Internationale omgeving
De Amerikaanse economie blijft sterk presteren, zoals blijkt uit het voorlopige reële bbp-groeicijfer voor het tweede kwartaal. Na een iets zwakker groeicijfer in het eerste kwartaal bedroeg de bbp-groei in het tweede kwartaal 1,0% kwartaal-op-kwartaal (4,1% op jaarbasis) (figuur 1). De sterke versnelling was toe te schrijven aan de grote bijdrage van de private consumptie aan de groei.

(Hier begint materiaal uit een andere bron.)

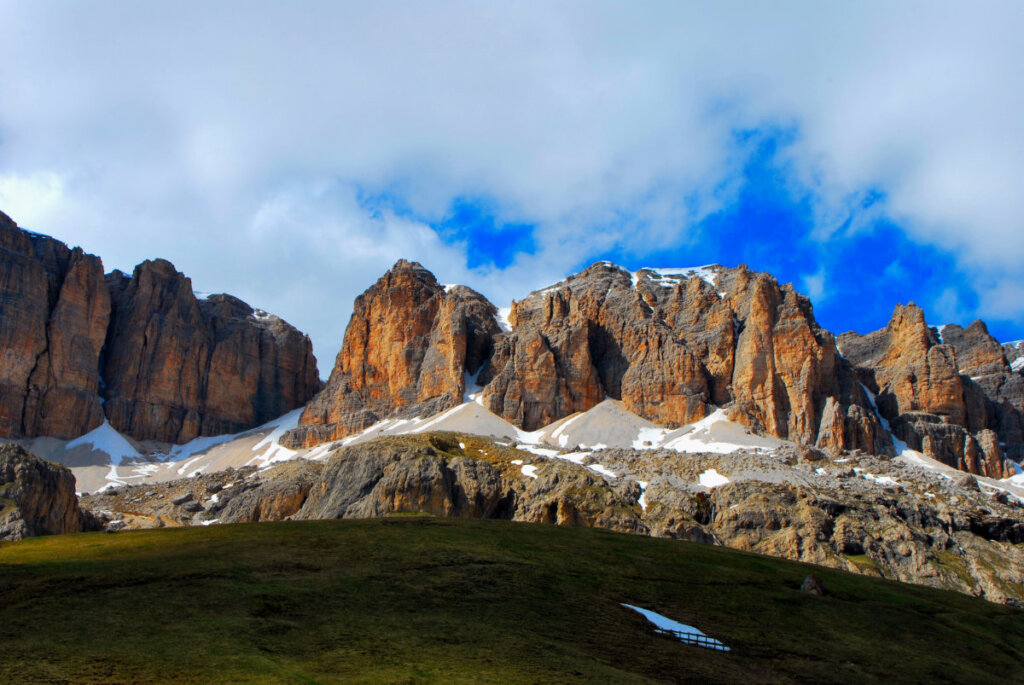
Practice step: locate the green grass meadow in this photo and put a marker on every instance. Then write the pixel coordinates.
(417, 599)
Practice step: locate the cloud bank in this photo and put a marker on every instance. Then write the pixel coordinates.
(289, 153)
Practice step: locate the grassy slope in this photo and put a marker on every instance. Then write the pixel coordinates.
(410, 598)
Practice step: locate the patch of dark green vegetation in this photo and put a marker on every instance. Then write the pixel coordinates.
(420, 599)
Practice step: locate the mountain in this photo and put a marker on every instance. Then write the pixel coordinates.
(141, 352)
(37, 498)
(423, 599)
(673, 345)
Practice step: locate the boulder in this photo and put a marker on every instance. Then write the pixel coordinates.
(176, 367)
(37, 498)
(53, 320)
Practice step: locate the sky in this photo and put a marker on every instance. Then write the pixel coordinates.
(869, 153)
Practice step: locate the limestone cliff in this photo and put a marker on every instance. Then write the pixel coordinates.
(143, 350)
(37, 498)
(670, 345)
(409, 346)
(54, 309)
(955, 397)
(176, 367)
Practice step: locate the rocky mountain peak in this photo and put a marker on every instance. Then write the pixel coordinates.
(409, 348)
(172, 367)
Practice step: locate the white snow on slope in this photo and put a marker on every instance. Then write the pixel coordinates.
(603, 470)
(503, 318)
(105, 438)
(274, 451)
(671, 627)
(670, 277)
(715, 433)
(712, 478)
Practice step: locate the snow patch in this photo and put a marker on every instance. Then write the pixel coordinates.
(643, 495)
(105, 438)
(502, 317)
(682, 631)
(712, 478)
(603, 470)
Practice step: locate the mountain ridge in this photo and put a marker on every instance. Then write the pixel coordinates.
(140, 351)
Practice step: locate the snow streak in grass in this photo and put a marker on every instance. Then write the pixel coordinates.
(685, 633)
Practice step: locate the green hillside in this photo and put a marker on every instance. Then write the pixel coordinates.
(418, 599)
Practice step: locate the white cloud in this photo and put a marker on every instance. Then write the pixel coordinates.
(814, 285)
(199, 130)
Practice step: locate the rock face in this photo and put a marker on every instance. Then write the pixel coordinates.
(956, 397)
(141, 350)
(670, 345)
(912, 525)
(54, 309)
(37, 498)
(176, 367)
(408, 350)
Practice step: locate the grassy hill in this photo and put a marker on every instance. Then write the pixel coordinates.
(413, 599)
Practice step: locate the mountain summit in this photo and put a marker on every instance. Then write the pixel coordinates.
(673, 344)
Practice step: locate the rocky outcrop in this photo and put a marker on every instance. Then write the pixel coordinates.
(408, 350)
(860, 513)
(670, 345)
(176, 367)
(956, 397)
(53, 319)
(142, 350)
(37, 498)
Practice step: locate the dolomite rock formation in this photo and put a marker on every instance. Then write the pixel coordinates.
(955, 397)
(37, 498)
(160, 364)
(176, 367)
(670, 345)
(913, 525)
(54, 309)
(408, 349)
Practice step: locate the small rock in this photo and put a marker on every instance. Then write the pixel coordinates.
(813, 586)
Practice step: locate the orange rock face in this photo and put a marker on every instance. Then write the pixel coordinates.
(408, 348)
(954, 398)
(53, 320)
(669, 346)
(168, 366)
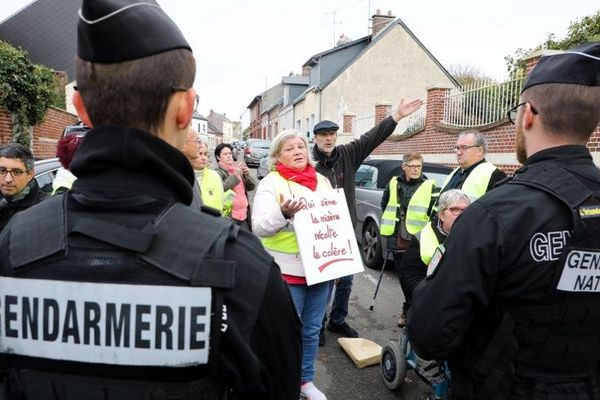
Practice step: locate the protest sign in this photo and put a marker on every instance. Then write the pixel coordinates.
(325, 237)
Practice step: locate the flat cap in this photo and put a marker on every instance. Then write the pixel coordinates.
(112, 31)
(578, 66)
(325, 126)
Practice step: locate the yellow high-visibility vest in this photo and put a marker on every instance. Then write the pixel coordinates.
(285, 241)
(418, 206)
(211, 189)
(428, 242)
(389, 216)
(475, 185)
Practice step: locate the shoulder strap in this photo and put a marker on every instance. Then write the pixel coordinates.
(38, 232)
(554, 180)
(179, 243)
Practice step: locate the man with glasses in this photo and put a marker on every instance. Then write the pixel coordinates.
(394, 202)
(118, 289)
(339, 164)
(474, 175)
(18, 189)
(516, 294)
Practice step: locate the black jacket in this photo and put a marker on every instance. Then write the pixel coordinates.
(340, 168)
(9, 207)
(502, 251)
(129, 177)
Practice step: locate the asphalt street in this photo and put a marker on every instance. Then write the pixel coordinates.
(336, 374)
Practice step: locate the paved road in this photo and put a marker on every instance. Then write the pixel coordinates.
(337, 376)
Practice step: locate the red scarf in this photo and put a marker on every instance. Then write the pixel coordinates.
(307, 177)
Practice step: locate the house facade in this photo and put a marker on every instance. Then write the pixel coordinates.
(352, 78)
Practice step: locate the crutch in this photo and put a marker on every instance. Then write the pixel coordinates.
(387, 253)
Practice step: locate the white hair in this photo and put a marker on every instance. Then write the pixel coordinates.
(279, 141)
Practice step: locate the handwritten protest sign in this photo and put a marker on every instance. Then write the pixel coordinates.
(325, 236)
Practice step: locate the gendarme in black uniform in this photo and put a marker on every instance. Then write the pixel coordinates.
(120, 290)
(125, 331)
(514, 303)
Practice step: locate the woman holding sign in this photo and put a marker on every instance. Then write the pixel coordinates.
(277, 200)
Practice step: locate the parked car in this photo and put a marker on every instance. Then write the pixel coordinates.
(371, 179)
(45, 172)
(255, 150)
(263, 167)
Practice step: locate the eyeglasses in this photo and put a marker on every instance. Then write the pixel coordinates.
(179, 89)
(464, 148)
(456, 210)
(176, 89)
(414, 166)
(15, 172)
(512, 113)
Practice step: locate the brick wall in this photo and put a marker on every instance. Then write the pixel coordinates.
(45, 135)
(438, 141)
(5, 127)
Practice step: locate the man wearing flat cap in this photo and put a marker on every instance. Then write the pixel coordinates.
(117, 289)
(514, 302)
(339, 164)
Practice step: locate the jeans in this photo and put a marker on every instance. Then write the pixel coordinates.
(310, 302)
(339, 308)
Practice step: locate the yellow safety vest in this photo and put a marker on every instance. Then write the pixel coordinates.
(389, 216)
(211, 189)
(418, 206)
(475, 185)
(285, 241)
(228, 202)
(428, 242)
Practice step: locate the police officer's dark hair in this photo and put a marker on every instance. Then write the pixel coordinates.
(134, 93)
(16, 150)
(480, 139)
(220, 148)
(565, 109)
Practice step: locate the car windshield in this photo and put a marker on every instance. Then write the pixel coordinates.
(259, 144)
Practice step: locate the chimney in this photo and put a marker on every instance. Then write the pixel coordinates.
(381, 21)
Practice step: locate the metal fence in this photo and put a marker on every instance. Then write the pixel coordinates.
(481, 103)
(410, 124)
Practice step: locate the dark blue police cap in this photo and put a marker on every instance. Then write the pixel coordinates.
(112, 31)
(578, 66)
(325, 126)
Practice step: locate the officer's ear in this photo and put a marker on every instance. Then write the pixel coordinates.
(80, 107)
(528, 116)
(184, 106)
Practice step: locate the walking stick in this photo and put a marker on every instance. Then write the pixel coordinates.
(387, 253)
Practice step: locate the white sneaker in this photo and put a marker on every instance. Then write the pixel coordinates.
(310, 392)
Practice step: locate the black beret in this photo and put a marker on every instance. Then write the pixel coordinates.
(577, 66)
(325, 126)
(112, 31)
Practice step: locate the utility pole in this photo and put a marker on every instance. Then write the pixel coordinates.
(334, 23)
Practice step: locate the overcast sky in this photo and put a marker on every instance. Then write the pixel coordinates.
(242, 47)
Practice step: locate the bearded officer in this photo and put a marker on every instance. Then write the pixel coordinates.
(117, 290)
(514, 303)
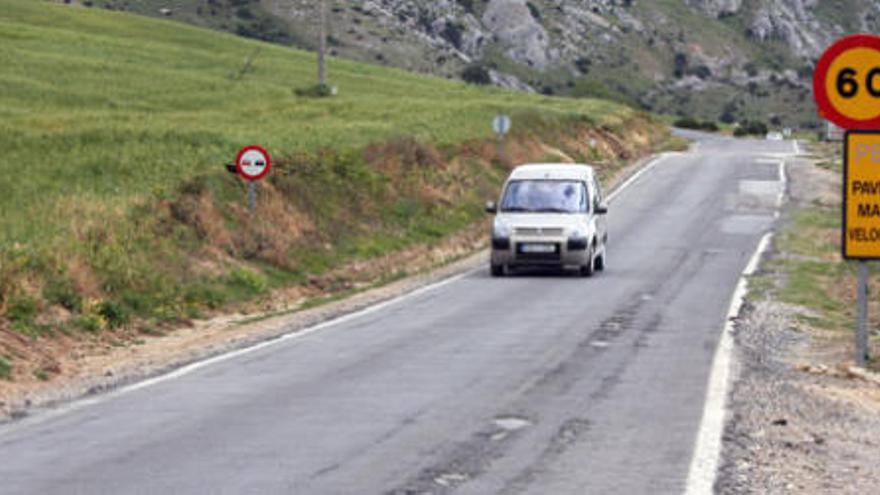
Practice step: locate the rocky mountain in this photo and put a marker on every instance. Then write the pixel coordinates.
(724, 60)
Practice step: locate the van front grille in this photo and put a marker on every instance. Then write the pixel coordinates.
(539, 231)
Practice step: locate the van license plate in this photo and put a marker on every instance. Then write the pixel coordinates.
(538, 248)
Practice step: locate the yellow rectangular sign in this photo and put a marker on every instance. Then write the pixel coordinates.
(861, 195)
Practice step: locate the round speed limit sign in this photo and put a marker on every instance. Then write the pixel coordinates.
(253, 162)
(846, 82)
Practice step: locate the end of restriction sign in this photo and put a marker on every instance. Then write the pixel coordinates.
(861, 196)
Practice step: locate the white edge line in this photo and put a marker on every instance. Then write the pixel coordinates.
(79, 403)
(707, 450)
(647, 168)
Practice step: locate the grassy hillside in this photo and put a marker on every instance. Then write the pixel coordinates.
(115, 128)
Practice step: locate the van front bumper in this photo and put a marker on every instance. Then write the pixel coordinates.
(557, 251)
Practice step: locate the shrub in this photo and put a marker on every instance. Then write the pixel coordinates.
(5, 368)
(64, 294)
(476, 74)
(692, 123)
(113, 313)
(316, 91)
(21, 309)
(751, 128)
(248, 281)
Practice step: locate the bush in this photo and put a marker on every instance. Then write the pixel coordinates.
(5, 368)
(751, 128)
(476, 74)
(113, 313)
(21, 309)
(316, 91)
(63, 293)
(247, 281)
(692, 123)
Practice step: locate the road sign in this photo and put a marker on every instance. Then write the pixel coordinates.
(253, 162)
(501, 124)
(846, 82)
(861, 195)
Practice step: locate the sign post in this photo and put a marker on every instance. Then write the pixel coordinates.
(253, 163)
(501, 125)
(846, 85)
(861, 218)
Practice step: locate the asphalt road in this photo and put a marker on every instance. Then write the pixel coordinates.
(541, 383)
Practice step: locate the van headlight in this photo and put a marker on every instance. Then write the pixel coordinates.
(579, 232)
(501, 229)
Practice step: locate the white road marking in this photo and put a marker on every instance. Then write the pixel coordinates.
(647, 168)
(707, 451)
(80, 403)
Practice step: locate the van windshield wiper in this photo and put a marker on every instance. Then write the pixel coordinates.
(552, 210)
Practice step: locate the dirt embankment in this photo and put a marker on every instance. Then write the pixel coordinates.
(803, 419)
(334, 241)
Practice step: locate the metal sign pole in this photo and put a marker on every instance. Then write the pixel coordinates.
(252, 195)
(862, 332)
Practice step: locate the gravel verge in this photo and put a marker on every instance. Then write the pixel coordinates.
(801, 418)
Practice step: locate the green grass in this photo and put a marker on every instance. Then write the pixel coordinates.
(5, 368)
(116, 129)
(99, 108)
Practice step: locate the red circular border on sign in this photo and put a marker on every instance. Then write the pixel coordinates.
(241, 153)
(826, 109)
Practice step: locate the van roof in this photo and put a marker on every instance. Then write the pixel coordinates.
(552, 171)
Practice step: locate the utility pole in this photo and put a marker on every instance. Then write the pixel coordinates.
(322, 45)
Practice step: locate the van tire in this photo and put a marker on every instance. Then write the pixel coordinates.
(496, 270)
(589, 269)
(600, 263)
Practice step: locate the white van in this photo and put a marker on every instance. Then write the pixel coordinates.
(549, 215)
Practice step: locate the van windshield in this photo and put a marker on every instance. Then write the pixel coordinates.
(545, 196)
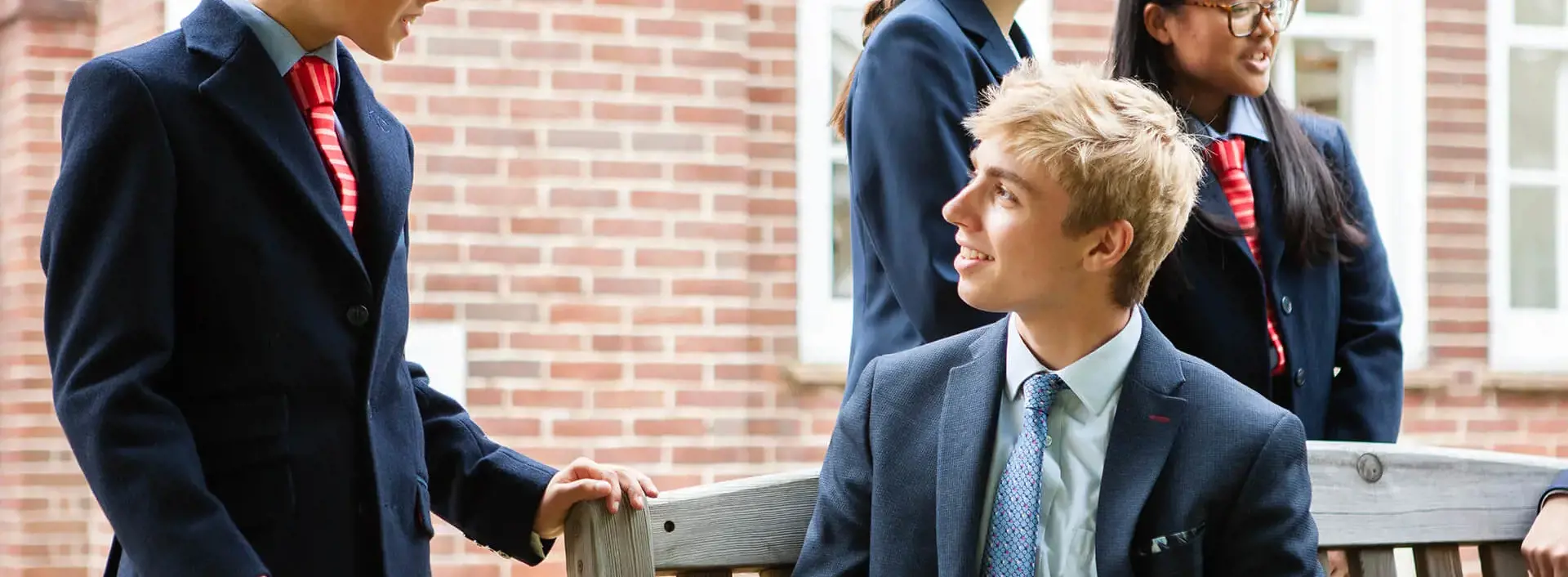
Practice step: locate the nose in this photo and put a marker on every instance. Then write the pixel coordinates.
(957, 209)
(1266, 22)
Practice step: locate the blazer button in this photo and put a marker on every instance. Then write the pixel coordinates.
(358, 315)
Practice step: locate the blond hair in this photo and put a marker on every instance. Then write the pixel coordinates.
(1116, 146)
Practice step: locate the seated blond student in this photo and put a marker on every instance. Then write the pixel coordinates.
(1068, 438)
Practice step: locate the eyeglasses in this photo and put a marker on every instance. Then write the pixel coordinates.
(1245, 16)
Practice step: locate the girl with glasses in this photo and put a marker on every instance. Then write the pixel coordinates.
(1281, 278)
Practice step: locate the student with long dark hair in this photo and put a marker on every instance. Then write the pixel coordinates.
(1281, 278)
(901, 114)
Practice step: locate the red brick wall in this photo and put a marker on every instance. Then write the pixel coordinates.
(46, 512)
(606, 201)
(1457, 179)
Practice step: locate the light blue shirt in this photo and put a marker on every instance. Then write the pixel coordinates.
(1245, 121)
(1075, 457)
(286, 52)
(278, 41)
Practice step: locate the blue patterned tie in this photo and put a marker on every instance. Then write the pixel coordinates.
(1010, 546)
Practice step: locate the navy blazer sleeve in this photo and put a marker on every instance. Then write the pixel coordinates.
(838, 538)
(1272, 532)
(109, 325)
(1561, 485)
(908, 157)
(485, 490)
(1368, 396)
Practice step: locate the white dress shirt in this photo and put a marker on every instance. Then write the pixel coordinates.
(1075, 457)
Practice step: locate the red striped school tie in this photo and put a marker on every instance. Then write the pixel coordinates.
(314, 87)
(1230, 159)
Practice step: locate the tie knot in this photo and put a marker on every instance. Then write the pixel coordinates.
(1041, 389)
(313, 82)
(1228, 154)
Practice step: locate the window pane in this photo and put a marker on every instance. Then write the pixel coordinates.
(1540, 11)
(845, 49)
(1532, 115)
(1333, 7)
(843, 275)
(1322, 77)
(1532, 248)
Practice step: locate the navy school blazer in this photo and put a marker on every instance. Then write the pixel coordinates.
(1209, 295)
(228, 358)
(920, 76)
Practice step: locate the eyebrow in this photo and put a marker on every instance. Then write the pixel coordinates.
(1010, 176)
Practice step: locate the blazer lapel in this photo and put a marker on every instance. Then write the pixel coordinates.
(1148, 416)
(978, 20)
(385, 170)
(1263, 176)
(250, 92)
(963, 454)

Belastingstimuli, een sterk consumentenvertrouwen en gunstige arbeidsmarktvoorwaarden blijven de consumptieve bestedingen in de VS krachtig ondersteunen. Ook de federale uitgaven droegen bij tot de sterke binnenlandse vraag, voornamelijk door de sterke stijging van de defensie-uitgaven. De bijdrage van de netto-uitvoer aan de groei was uitzonderlijk hoog, hoofdzakelijk door de uitzonderlijk hoge export van sojabonen naar China in het tweede kwartaal. Er was sprake van een bevoorradingseffect met als doel de Chinese invoerrechten op de invoer uit de VS te vermijden die begin juli van kracht werden. In het derde kwartaal wordt dan ook een terugval van de netto-uitvoer verwacht.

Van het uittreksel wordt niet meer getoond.